Despite the cringe-inducing behaviour that has become common in Parliament, its members are rational people. More often than not, there’s a method to the madness, which has developed over the decades and has its own system of rewards and punishments. As a republic, India is six decades old; at a similar stage in developed-country democracies, the legislative ambience was similar.

Joanne Freeman of Yale University, who is writing a book on violence in the US Congress in the 19th century, states that “(members) pulled knives and guns on one another. There were shoving matches and canings... Tables were flipped, inkwells and spittoons went flying”. And yet, today that very same US Congress is a model of procedural rectitude and decorum. I hesitate to speculate how long it might be before our Parliament discovers that ambience, but I am convinced that we will. In part, my hope stems from an unlikely parallel: Bollywood.
Both electoral politics and Bollywood cater to the masses, who prefer tamasha over subtle storytelling. Look back a generation, and Bollywood’s offerings for middle class sensitivities were relatively slim pickings. That’s where the spectacle of Parliament remains today, with very little on offer for the middle class voter. Many parliamentarians are still stuck in the mould of the anti-establishment, rampaging, angry young man, because that persona, in politics as in the Bollywood of an earlier era, paid dividends.

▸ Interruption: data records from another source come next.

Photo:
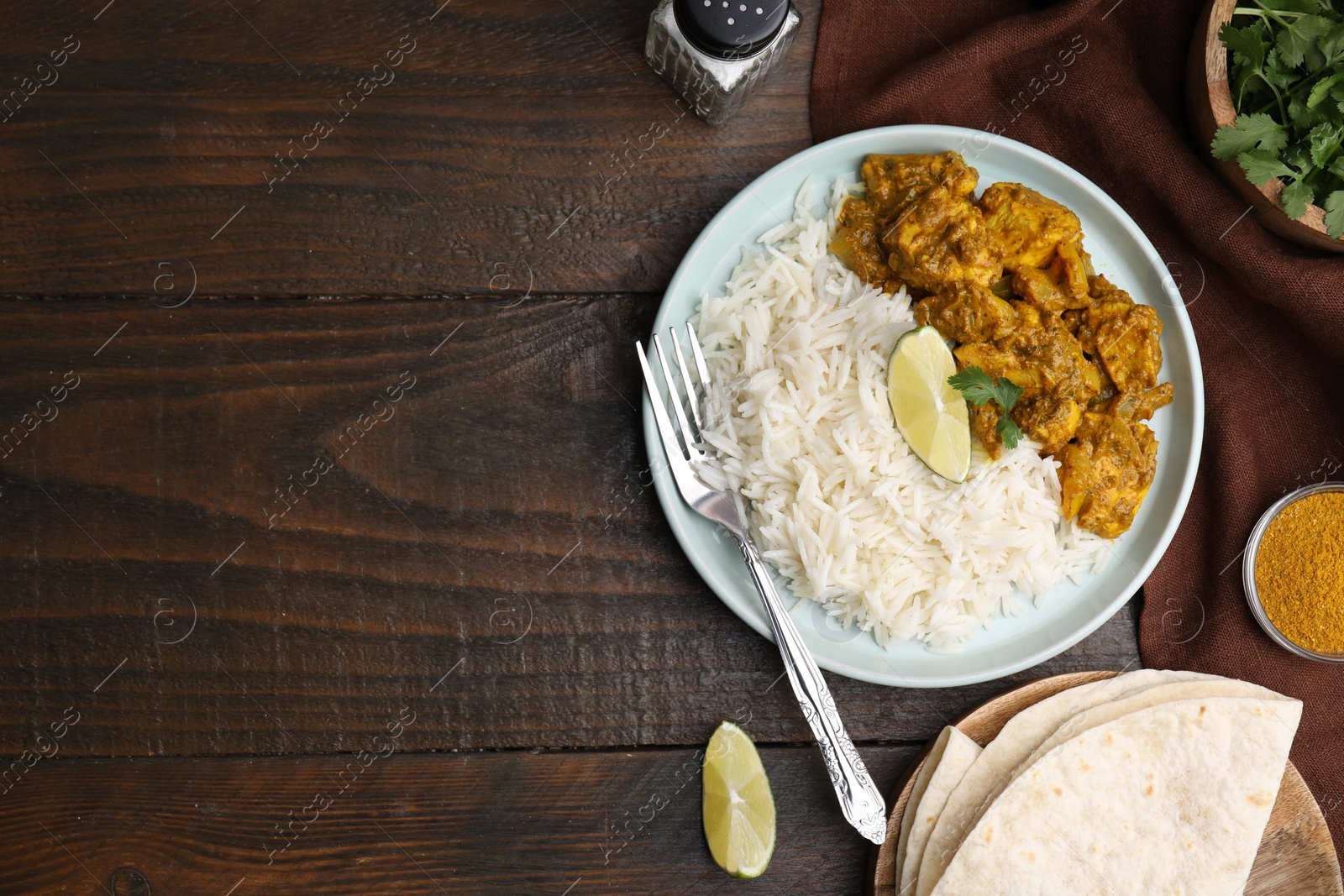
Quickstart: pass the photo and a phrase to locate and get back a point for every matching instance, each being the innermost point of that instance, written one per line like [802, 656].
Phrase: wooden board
[1296, 855]
[514, 148]
[487, 824]
[499, 528]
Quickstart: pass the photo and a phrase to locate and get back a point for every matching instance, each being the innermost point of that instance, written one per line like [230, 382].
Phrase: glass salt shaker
[716, 53]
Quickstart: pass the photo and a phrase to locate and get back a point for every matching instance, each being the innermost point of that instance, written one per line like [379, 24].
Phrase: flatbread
[1105, 712]
[948, 761]
[1015, 743]
[1167, 799]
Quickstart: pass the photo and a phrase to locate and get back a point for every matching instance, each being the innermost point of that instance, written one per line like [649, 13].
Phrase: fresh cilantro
[1297, 36]
[1323, 89]
[1250, 132]
[1296, 197]
[1287, 73]
[979, 387]
[1335, 214]
[1261, 165]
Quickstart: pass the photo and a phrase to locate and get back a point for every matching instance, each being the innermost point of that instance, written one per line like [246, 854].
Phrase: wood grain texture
[515, 140]
[496, 822]
[496, 530]
[1296, 853]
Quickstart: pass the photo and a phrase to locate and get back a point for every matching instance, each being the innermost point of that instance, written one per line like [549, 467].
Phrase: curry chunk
[1025, 228]
[1041, 288]
[894, 181]
[1007, 278]
[940, 238]
[1039, 355]
[1047, 419]
[967, 313]
[857, 244]
[1129, 349]
[984, 426]
[1124, 336]
[1140, 406]
[1106, 472]
[1073, 270]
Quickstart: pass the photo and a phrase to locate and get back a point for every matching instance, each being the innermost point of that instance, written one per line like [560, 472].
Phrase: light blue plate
[1119, 250]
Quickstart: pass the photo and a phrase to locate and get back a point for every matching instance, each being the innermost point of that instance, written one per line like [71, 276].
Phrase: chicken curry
[1007, 280]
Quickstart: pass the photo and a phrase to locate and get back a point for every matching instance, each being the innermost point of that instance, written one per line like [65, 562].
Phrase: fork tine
[687, 383]
[675, 394]
[699, 359]
[660, 416]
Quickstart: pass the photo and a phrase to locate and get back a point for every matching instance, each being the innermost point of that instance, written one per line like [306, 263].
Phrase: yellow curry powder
[1300, 571]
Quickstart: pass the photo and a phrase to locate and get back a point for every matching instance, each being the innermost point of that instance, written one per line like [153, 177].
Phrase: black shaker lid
[729, 29]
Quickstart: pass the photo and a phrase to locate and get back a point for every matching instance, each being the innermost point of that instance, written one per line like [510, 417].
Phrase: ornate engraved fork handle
[860, 801]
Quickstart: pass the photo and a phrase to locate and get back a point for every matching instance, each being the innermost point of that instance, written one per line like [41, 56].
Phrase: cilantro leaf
[1332, 45]
[1250, 132]
[1261, 167]
[1299, 36]
[1335, 214]
[1249, 42]
[1323, 89]
[1296, 196]
[979, 387]
[1324, 140]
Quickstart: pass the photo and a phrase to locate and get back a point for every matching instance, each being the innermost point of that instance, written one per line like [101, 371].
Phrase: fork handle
[860, 801]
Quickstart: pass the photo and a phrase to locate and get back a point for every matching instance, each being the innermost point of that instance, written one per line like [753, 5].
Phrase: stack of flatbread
[1149, 782]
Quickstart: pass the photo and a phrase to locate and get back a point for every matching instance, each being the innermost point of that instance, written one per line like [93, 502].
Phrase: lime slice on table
[929, 414]
[738, 805]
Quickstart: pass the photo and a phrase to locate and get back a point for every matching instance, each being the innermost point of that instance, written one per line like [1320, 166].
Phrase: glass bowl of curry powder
[1294, 571]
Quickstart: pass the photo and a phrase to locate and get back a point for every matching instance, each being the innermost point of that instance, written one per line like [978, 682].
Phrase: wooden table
[333, 563]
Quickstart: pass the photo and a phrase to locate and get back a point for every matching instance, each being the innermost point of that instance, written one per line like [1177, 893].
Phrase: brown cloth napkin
[1101, 85]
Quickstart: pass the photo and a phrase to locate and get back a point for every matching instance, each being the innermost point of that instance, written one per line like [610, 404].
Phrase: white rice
[797, 351]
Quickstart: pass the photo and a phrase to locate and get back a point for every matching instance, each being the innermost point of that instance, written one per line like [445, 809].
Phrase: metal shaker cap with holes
[716, 53]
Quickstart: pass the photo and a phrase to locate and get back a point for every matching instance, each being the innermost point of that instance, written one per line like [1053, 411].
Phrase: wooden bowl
[1210, 100]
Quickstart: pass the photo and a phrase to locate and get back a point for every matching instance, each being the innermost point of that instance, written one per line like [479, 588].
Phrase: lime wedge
[738, 806]
[929, 414]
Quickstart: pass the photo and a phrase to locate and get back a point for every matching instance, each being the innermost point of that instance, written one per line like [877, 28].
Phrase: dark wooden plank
[490, 154]
[495, 530]
[514, 822]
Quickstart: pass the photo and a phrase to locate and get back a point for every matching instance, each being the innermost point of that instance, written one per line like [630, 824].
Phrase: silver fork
[859, 799]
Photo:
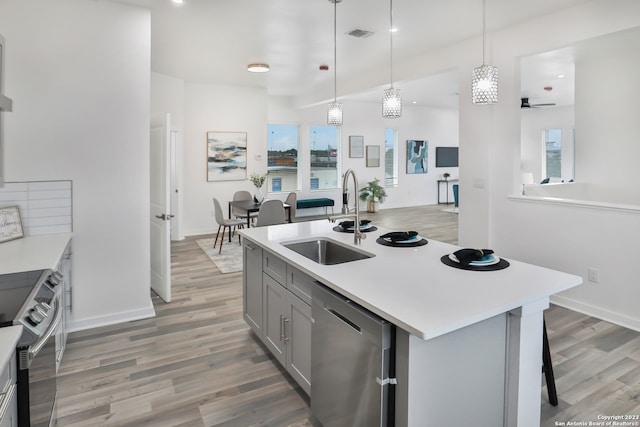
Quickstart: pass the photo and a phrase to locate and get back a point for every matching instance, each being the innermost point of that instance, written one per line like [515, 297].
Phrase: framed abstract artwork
[373, 156]
[226, 156]
[10, 224]
[417, 156]
[356, 146]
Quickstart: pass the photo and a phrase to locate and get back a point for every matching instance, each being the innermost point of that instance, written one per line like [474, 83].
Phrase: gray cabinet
[275, 300]
[298, 334]
[8, 393]
[64, 268]
[284, 295]
[252, 286]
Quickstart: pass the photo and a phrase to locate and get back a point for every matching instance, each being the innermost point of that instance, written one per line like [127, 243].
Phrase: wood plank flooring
[197, 364]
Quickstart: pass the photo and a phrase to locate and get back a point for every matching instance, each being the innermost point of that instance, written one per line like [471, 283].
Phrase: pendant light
[334, 112]
[484, 79]
[391, 100]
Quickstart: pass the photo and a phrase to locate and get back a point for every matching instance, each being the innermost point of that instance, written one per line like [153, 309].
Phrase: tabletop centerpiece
[258, 181]
[373, 193]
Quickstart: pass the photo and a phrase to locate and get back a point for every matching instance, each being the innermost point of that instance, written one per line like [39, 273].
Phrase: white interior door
[160, 206]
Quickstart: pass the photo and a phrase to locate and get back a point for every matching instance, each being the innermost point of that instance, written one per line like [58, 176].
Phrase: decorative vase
[258, 197]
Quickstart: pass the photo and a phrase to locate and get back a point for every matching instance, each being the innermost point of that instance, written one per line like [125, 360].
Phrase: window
[282, 150]
[324, 144]
[390, 158]
[552, 153]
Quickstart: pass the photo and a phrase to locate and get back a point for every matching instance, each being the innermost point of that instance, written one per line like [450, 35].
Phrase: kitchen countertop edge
[420, 308]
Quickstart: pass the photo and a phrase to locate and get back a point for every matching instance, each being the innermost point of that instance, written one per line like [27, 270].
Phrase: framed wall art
[226, 156]
[10, 224]
[356, 146]
[417, 156]
[373, 156]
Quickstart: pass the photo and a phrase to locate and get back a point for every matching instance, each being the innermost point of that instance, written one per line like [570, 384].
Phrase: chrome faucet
[346, 212]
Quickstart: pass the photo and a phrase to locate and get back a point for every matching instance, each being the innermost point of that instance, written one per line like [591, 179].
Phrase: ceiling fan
[524, 103]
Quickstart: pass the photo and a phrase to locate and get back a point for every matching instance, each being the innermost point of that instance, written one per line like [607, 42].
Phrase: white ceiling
[212, 41]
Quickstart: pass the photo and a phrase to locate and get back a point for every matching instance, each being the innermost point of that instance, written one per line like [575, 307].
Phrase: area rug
[229, 261]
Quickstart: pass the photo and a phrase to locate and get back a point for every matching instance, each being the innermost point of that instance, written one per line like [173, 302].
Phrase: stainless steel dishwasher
[351, 361]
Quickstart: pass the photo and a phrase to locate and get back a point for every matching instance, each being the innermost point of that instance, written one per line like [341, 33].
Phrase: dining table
[251, 206]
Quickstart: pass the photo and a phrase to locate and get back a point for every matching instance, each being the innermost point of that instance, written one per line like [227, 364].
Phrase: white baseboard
[616, 318]
[112, 319]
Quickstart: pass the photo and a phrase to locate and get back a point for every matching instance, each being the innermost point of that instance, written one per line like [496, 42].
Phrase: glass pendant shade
[484, 85]
[391, 103]
[334, 114]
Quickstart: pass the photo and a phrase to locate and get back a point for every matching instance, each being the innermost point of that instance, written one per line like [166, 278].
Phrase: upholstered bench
[322, 202]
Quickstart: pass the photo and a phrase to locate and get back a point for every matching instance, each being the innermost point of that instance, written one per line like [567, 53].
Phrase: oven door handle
[6, 400]
[35, 348]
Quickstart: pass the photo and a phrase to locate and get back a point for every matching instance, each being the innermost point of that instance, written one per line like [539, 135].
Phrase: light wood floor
[197, 364]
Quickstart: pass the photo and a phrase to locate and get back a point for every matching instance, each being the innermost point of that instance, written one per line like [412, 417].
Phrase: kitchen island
[469, 343]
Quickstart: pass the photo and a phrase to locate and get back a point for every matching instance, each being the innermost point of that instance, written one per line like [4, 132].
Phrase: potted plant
[258, 181]
[373, 193]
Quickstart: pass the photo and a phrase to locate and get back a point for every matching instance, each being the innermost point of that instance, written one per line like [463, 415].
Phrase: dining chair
[241, 213]
[271, 213]
[291, 201]
[223, 224]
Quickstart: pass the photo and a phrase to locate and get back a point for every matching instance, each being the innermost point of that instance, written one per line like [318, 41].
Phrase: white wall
[607, 123]
[219, 108]
[437, 126]
[227, 108]
[569, 239]
[78, 73]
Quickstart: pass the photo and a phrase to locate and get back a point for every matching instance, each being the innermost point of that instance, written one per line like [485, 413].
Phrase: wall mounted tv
[446, 157]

Many of our politicians cut their teeth in an era when literacy levels were lower, and the explosion in the electronic mass media had yet to happen. Disrupting Parliament was a way of getting attention, whereas asserting that same position via a debate was pointless in a country where most voters never got to hear of it. This strategy still pays dividends because of the media’s tendency to highlight disruptive behaviour and ignore parliamentary discussions.
Bollywood, in the meantime, has evolved. As India’s middle-class grew, filmmakers smelled money, and as a result today’s productions include a large number that target this new demographic. These productions are much more nuanced and less dishum-dishum. Politics, on the other hand, hasn’t kept up with the middle class as much because it hasn’t had the incentive: the middle class continues to be stingy with the only currency that ultimately matters in politics: votes.
This is rather odd by the standards of developed country democracies, where middle class activism in politics, including voter turnout at elections, is far higher than that of the poor. Perhaps it can be explained by the fact that the size of the middle class far outnumbers the poor, thus putting much more of their way of life at stake.
So, why aren’t we experiencing a similar improvement in parliamentary decorum? I believe it’s because the size of our middle class — as a percentage of the total population — and the level of its engagement with the political process, has not yet reached a tipping point. When they do, it will be more profitable for politicians to adapt to what appeals to this demographic than to persist in the old ways.
To me the big question is not if, but when. My optimism stems from both the continuing growth of the middle class and the many new examples of their recognition that it must engage with the political process in order to see it improve. And I keep hoping for the surest prescription for curing bad behaviour in Parliament: for the media to simply ignore it.